[Bug]: text_embedding_inference. JSONDecodeError: Expecting value: line 1 column 1 (char 0) #14487

nitskoh · 2024-07-01T10:29:21Z

Bug Description

I tried running the code snippet in this example
https://docs.llamaindex.ai/en/stable/examples/embeddings/text_embedding_inference/

I got the following error

JSONDecodeError                           Traceback (most recent call last)
<ipython-input-26-a7c0f9477fcc> in <cell line: 13>()
     11 
     12 
---> 13 embeddings = embed_model.get_text_embedding("Hello World!")
     14 print(len(embeddings))
     15 print(embeddings[:5])

8 frames
/usr/lib/python3.10/json/decoder.py in raw_decode(self, s, idx)
    353             obj, end = self.scan_once(s, idx)
    354         except StopIteration as err:
--> 355             raise JSONDecodeError("Expecting value", s, err.value) from None
    356         return obj, end

JSONDecodeError: Expecting value: line 1 column 1 (char 0)

Version

Using the colab notebook provided

Steps to Reproduce

Running the colab notebook here

https://docs.llamaindex.ai/en/stable/examples/embeddings/text_embedding_inference/

Relevant Logs/Tracbacks

No response

The text was updated successfully, but these errors were encountered:

dosubot · 2024-07-01T10:36:39Z

Hey @nitskoh! 👋 I'm here to help you with bugs, questions, and more while you wait for a human maintainer. Let's squash those bugs together!
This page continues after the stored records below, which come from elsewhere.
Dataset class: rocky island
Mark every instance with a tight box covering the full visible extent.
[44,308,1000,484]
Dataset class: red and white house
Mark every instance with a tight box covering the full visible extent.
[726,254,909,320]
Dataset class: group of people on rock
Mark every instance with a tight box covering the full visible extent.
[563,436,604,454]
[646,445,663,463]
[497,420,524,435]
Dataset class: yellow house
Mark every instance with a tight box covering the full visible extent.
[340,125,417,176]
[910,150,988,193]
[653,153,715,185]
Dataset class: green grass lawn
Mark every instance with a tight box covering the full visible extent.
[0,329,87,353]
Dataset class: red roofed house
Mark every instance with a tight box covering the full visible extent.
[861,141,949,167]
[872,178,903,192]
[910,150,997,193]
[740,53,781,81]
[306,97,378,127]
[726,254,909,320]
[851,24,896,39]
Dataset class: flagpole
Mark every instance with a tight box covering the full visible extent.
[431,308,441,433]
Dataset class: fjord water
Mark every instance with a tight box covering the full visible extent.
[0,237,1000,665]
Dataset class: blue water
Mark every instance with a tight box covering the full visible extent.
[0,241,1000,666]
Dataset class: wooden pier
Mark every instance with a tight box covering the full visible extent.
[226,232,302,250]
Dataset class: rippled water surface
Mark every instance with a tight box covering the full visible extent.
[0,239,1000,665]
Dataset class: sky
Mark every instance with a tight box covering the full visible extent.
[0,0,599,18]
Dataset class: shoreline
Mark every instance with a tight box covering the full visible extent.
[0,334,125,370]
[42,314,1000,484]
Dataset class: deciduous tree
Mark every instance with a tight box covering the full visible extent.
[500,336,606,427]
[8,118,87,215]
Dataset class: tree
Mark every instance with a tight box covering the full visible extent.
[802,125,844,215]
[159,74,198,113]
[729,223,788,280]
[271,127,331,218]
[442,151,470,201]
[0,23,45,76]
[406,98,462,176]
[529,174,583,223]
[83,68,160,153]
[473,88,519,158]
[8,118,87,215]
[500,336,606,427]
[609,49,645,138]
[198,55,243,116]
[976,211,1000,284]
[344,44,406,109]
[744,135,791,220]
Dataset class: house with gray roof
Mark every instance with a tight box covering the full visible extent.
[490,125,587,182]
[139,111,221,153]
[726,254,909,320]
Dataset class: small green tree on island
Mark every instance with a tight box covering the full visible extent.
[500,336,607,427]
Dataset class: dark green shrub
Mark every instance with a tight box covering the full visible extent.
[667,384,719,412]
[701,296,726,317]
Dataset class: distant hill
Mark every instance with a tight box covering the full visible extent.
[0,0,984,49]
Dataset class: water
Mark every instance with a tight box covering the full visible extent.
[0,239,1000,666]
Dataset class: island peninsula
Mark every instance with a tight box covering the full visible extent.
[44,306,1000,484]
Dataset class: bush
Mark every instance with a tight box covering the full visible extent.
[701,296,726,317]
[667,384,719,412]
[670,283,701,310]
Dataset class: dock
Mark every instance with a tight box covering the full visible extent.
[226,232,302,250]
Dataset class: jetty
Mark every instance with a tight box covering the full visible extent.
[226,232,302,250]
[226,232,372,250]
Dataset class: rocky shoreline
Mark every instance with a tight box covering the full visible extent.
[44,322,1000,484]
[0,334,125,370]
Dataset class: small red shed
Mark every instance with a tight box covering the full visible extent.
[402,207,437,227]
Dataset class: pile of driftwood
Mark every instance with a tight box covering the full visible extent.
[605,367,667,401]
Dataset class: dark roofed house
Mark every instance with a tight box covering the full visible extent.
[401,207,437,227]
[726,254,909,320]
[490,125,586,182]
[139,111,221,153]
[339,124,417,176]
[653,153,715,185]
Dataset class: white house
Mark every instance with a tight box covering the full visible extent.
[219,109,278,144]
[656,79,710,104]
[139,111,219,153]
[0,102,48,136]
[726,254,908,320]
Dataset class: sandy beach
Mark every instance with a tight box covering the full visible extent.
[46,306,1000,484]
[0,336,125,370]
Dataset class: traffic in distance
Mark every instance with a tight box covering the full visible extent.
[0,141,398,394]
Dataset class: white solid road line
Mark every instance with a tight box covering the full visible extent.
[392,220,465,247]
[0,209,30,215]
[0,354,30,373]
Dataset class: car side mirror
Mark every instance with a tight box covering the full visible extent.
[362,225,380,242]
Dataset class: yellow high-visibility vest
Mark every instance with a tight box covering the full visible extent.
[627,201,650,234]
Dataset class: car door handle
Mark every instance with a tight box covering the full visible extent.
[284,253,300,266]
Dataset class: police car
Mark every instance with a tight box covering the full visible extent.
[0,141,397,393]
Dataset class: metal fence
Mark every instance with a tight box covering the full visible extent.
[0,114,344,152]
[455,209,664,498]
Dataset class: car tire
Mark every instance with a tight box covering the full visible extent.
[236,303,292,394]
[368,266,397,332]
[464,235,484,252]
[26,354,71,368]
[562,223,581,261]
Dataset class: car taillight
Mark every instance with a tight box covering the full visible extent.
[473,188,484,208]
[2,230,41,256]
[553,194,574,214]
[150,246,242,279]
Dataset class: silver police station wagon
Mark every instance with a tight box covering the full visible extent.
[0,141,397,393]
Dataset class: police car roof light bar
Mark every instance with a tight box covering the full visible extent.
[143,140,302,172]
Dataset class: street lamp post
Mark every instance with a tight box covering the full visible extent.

To resolve the JSONDecodeError encountered when running the text embedding inference code snippet from the LlamaIndex example, ensure that the model name you are using is correct and supported by Predibase. The error suggests that the model deployment ID might not be found at Predibase.
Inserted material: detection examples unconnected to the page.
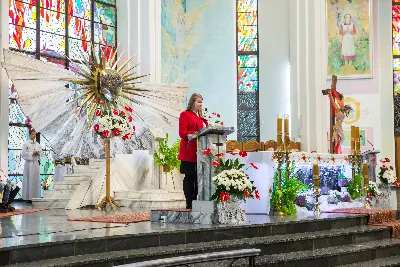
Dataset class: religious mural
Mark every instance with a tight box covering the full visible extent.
[161,0,214,84]
[326,0,373,79]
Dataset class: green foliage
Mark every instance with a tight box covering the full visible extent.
[271,162,308,215]
[154,134,180,172]
[214,158,245,175]
[328,36,344,75]
[347,174,364,199]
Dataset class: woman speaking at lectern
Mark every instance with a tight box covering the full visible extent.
[178,94,208,209]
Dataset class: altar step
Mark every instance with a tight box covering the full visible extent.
[5,216,400,267]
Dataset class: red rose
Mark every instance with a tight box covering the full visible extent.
[243,188,250,197]
[113,129,119,136]
[203,148,211,156]
[239,150,247,158]
[250,162,258,170]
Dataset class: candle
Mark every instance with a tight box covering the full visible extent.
[283,117,289,133]
[355,127,360,151]
[276,116,282,134]
[313,163,319,176]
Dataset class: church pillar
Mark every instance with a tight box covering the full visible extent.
[0,1,8,171]
[290,0,328,152]
[117,0,161,83]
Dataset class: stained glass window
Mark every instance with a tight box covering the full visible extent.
[392,0,400,136]
[8,0,117,199]
[236,0,260,142]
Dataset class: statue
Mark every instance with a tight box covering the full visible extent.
[327,89,353,154]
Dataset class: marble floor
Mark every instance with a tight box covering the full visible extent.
[0,202,360,251]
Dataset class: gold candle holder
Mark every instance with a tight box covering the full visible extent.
[313,163,321,218]
[363,162,371,209]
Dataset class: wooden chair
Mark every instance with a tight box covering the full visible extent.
[226,140,243,152]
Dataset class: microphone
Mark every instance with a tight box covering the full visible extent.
[360,134,375,150]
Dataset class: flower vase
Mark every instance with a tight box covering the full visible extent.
[217,198,246,224]
[377,183,396,209]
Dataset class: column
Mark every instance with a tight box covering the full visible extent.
[289,0,328,152]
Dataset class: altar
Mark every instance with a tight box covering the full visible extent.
[225,151,351,214]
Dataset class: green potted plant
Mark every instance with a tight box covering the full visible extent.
[154,134,180,173]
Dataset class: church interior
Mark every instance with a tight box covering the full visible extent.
[0,0,400,267]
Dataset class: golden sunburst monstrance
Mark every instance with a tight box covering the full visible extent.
[63,45,148,131]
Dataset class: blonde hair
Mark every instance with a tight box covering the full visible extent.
[186,93,203,118]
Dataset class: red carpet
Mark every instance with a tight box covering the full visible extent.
[326,208,400,238]
[68,212,150,224]
[0,208,48,219]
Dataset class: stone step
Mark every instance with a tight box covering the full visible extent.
[339,256,400,267]
[10,224,392,267]
[115,198,186,209]
[257,238,400,267]
[115,189,185,200]
[32,198,71,209]
[43,189,75,199]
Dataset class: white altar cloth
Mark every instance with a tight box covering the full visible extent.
[225,151,351,214]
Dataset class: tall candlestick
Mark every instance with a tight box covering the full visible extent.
[313,163,319,176]
[276,116,282,134]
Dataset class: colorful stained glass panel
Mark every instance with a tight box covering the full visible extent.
[94,3,116,27]
[68,38,90,61]
[8,24,36,52]
[8,1,36,29]
[94,23,115,45]
[68,16,91,41]
[96,0,115,5]
[40,32,65,57]
[40,9,65,35]
[237,0,257,12]
[40,0,65,13]
[68,0,91,19]
[238,26,258,51]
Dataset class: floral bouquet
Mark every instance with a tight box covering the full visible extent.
[378,158,399,187]
[203,108,224,126]
[93,109,136,140]
[367,182,381,199]
[208,150,260,202]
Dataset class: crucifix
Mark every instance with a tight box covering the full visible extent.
[322,75,351,154]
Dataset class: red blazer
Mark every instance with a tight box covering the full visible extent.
[178,110,208,162]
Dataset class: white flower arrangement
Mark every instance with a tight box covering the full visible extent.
[93,109,135,140]
[212,169,253,191]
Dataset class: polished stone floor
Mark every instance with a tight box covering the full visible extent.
[0,203,360,248]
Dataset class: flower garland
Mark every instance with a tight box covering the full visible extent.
[93,107,136,140]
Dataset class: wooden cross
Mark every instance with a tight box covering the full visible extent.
[322,75,342,154]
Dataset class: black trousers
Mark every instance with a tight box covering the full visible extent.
[183,174,199,209]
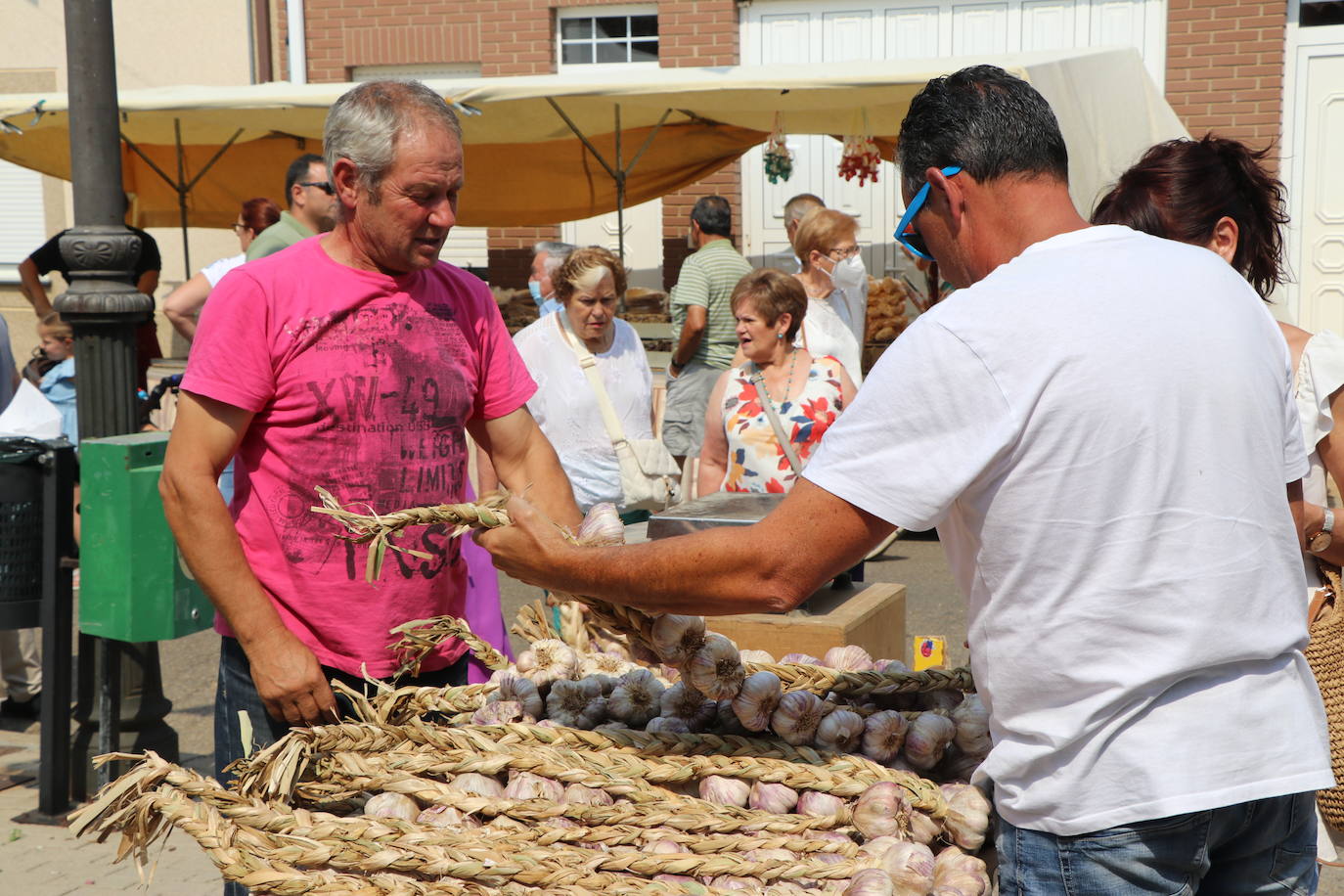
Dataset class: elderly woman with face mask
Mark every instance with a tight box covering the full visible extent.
[494,246,653,511]
[793,208,869,382]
Here are some steps to troubleshoot and fix the issue:

Verify Model Name: Ensure that the model_name you are using is correct and listed in the Predibase supported models. You can refer to the Predibase documentation for the list of supported models: Predibase Models.
Check API Token: Ensure that the PREDIBASE_API_TOKEN is correctly set and valid.
Update Base URL: Ensure that the base_url is correctly set to the endpoint of the text embeddings service. The default URL is set to http://127.0.0.1:8080, but it might need to be updated to match your deployment configuration.
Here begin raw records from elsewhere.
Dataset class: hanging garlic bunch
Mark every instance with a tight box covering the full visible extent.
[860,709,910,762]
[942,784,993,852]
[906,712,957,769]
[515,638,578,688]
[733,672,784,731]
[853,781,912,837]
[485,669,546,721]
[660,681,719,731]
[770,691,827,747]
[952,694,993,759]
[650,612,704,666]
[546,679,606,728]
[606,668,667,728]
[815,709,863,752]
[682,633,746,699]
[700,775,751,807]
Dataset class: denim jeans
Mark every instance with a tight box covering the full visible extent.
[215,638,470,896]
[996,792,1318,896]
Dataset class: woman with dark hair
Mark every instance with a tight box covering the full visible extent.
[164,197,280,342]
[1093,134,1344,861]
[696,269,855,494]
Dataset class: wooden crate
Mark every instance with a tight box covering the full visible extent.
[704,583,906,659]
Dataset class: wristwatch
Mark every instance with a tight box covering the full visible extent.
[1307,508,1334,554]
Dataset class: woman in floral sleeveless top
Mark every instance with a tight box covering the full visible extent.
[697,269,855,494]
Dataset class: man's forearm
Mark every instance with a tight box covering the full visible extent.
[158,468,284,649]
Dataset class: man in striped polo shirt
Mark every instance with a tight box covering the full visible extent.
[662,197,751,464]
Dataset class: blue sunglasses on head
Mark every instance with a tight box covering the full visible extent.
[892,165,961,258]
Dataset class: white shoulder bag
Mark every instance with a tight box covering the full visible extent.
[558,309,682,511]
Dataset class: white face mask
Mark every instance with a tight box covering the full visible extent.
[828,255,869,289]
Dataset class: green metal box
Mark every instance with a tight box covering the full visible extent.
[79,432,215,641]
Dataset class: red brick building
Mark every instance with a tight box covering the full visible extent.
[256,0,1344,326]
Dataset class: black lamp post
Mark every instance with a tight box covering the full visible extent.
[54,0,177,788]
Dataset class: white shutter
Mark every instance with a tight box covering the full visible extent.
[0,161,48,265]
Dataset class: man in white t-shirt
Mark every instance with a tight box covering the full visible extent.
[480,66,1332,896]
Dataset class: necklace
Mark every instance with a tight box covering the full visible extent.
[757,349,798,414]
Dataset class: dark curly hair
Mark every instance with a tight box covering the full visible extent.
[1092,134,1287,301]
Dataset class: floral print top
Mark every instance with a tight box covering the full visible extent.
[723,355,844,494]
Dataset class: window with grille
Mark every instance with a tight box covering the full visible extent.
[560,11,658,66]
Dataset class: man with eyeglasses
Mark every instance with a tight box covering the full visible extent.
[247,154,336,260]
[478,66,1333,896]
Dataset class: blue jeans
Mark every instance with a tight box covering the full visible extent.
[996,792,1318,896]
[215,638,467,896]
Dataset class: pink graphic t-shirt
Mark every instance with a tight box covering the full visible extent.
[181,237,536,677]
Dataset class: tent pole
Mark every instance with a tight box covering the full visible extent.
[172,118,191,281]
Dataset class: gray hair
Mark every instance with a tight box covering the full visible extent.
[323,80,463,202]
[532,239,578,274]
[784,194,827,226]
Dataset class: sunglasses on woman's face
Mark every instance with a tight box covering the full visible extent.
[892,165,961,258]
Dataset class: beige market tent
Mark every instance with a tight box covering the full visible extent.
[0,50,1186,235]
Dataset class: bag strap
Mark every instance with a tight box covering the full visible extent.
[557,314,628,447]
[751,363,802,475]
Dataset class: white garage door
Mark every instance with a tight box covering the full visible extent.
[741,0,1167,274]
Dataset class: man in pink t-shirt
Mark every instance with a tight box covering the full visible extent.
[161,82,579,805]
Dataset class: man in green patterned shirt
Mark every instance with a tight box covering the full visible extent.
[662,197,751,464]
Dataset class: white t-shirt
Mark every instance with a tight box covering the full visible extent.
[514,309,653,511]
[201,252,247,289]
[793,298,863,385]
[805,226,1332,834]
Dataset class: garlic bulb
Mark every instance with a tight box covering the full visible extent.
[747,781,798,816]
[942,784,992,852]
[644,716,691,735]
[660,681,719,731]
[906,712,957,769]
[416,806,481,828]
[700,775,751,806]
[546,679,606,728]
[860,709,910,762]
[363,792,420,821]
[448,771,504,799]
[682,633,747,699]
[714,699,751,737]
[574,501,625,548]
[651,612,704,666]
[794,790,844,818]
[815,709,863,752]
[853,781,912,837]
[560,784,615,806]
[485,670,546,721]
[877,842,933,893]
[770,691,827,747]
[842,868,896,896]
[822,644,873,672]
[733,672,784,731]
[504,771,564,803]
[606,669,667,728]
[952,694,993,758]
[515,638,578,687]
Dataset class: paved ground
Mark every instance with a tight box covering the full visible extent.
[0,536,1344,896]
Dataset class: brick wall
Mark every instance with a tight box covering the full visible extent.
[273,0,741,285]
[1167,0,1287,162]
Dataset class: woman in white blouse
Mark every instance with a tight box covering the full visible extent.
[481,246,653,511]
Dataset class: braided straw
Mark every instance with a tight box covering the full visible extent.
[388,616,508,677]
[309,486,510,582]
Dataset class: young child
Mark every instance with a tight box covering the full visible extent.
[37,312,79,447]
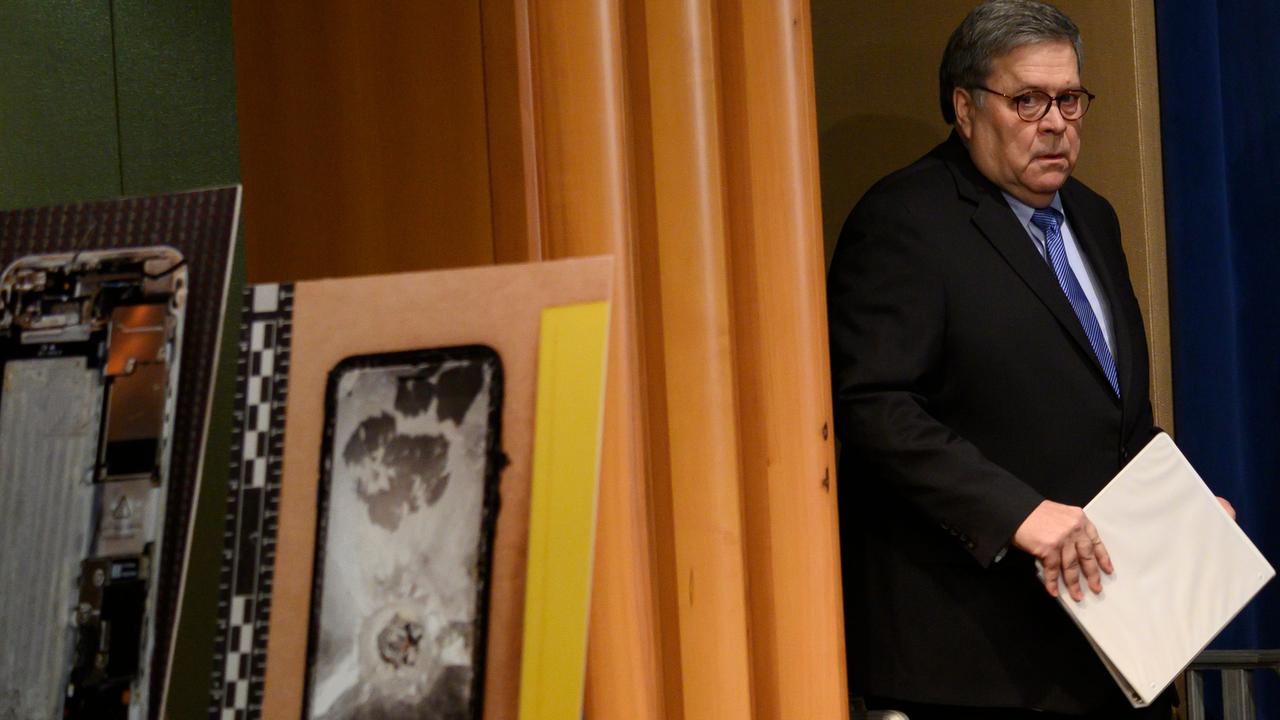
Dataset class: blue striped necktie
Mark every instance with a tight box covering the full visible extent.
[1032,208,1120,396]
Here is the relevant part of the code where the error is raised:

import httpx

def _call_api(self, texts: List[str]) -> List[List[float]]:
    headers = {"Content-Type": "application/json"}
    if self.auth_token is not None:
        if callable(self.auth_token):
            headers["Authorization"] = self.auth_token(self.base_url)
        else:
            headers["Authorization"] = self.auth_token
    json_data = {"inputs": texts, "truncate": self.truncate_text}

    with httpx.Client() as client:
        response = client.post(
            f"{self.base_url}/embed",
            headers=headers,
            json=json_data,
            timeout=self.timeout,
        )

    return response.json()

Additionally, if you are using the HuggingFaceEmbedding class from LlamaIndex, ensure that the model and tokenizer are correctly initialized. Here is a snippet from the HuggingFaceEmbedding class:

class HuggingFaceEmbedding(BaseEmbedding):
    tokenizer_name: str = Field(description="Tokenizer name from HuggingFace.")
    max_length: int = Field(
        default=DEFAULT_HUGGINGFACE_LENGTH, description="Maximum length of input.", gt=0
    )
    pooling: Pooling = Field(default=None, description="Pooling strategy.")
    normalize: bool = Field(default=True, description="Normalize embeddings or not.")
    query_instruction: Optional[str] = Field(
        description="Instruction to prepend to query text."
    )
    text_instruction: Optional[str] = Field(
        description="Instruction to prepend to text."
    )
    cache_folder: Optional[str] = Field(
        description="Cache folder for huggingface files."
    )

    _model: Any = PrivateAttr()
    _tokenizer: Any = PrivateAttr()
    _device: str = PrivateAttr()

    def __init__(
        self,
        model_name: Optional[str] = None,
        tokenizer_name: Optional[str] = None,
        pooling: Optional[str] = None,
        max_length: Optional[int] = None,
        query_instruction: Optional[str] = None,
        text_instruction: Optional[str] = None,
        normalize: bool = True,
        model: Optional[Any] = None,
        tokenizer: Optional[Any] = None,
        embed_batch_size: int = DEFAULT_EMBED_BATCH_SIZE,
        cache_folder: Optional[str] = None,
        trust_remote_code: bool = False,
        device: Optional[str] = None,
        callback_manager: Optional[CallbackManager] = None,
    ):
        try:
            from transformers import AutoModel, AutoTokenizer
        except ImportError:
            raise ImportError(
                "HuggingFaceEmbedding requires transformers to be installed.\n"
                "Please install transformers with `pip install transformers`."
            )

        self._device = device or infer_torch_device()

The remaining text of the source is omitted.